The team announced the move late Wednesday night after losing 3-2 to the Vancouver Canucks in a shootout. Schmidt’s new deal is worth $5.95 million per year.

The 27-year-old Schmidt was banned 20 games last month for violating the NHL’s performance-enhancing drug policy. He can return to the Golden Knights on Nov. 18.

”He is the kind of defenseman that every team in this league is looking for now,” Vegas general manager George McPhee said. ”He is unique, excellent defensively and has become a shutdown defenseman for us playing against the other clubs’ top players. But he also brings a lot of pace to the game and he brings offense.”

Schmidt led the Western Conference champions in ice time last season at 22:14 per game. He had five goals, 31 assists and 19 penalty minutes in 76 games. He added three goals and four assists with four penalty minutes in 20 playoff games for the expansion Golden Knights, who lost to the Washington Capitals in the Stanley Cup Final.
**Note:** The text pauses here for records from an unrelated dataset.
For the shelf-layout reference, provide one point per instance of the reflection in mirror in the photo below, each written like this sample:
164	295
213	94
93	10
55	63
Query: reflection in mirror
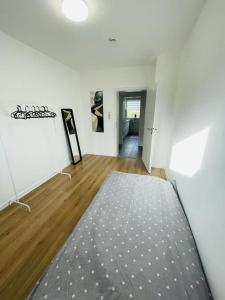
71	134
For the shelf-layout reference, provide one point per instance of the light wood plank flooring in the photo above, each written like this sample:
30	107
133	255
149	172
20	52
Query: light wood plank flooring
28	241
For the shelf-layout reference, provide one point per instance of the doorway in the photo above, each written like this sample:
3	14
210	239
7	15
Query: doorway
131	123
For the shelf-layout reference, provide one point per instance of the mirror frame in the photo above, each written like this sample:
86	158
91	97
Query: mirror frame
68	138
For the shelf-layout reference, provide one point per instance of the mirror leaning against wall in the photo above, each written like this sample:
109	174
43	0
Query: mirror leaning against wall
71	134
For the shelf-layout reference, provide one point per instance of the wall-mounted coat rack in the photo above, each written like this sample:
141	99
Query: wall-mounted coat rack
35	112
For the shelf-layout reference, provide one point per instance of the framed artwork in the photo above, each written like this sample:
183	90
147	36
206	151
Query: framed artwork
71	134
97	111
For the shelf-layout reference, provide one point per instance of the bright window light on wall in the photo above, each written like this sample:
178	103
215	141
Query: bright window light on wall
75	10
187	155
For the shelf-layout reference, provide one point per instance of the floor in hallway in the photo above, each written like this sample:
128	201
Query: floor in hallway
130	147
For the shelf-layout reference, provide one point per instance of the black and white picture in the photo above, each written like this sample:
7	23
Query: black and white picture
97	112
71	134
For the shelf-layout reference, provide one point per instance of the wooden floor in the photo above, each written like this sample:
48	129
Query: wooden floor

In five NHL seasons, Schmidt has 13 goals, 66 assists and 64 penalty minutes in 276 career games. The native of Minnesota was selected by Vegas from Washington during the 2017 expansion draft.

”He means a lot,” coach Gerard Gallant said. ”He’s a top player for us. He’s done a great job playing defense for us last year. Obviously he got a real nice contract that he deserves, and we miss him a lot. So he’s a big player for our group and we’re happy to have him for long term.”

Schmidt insisted he didn’t intentionally take a banned substance and couldn’t have gotten any performance benefit from the ”trace amount” that got into his system.

He and the Golden Knights released statements disagreeing with the penalty, though neither specified the substance. Schmidt said one of the experts testifying on his behalf at the appeal hearing likened the amount to a pinch of salt in an Olympic-sized swimming pool.

The appeal, which was heard by a neutral arbitrator, was denied.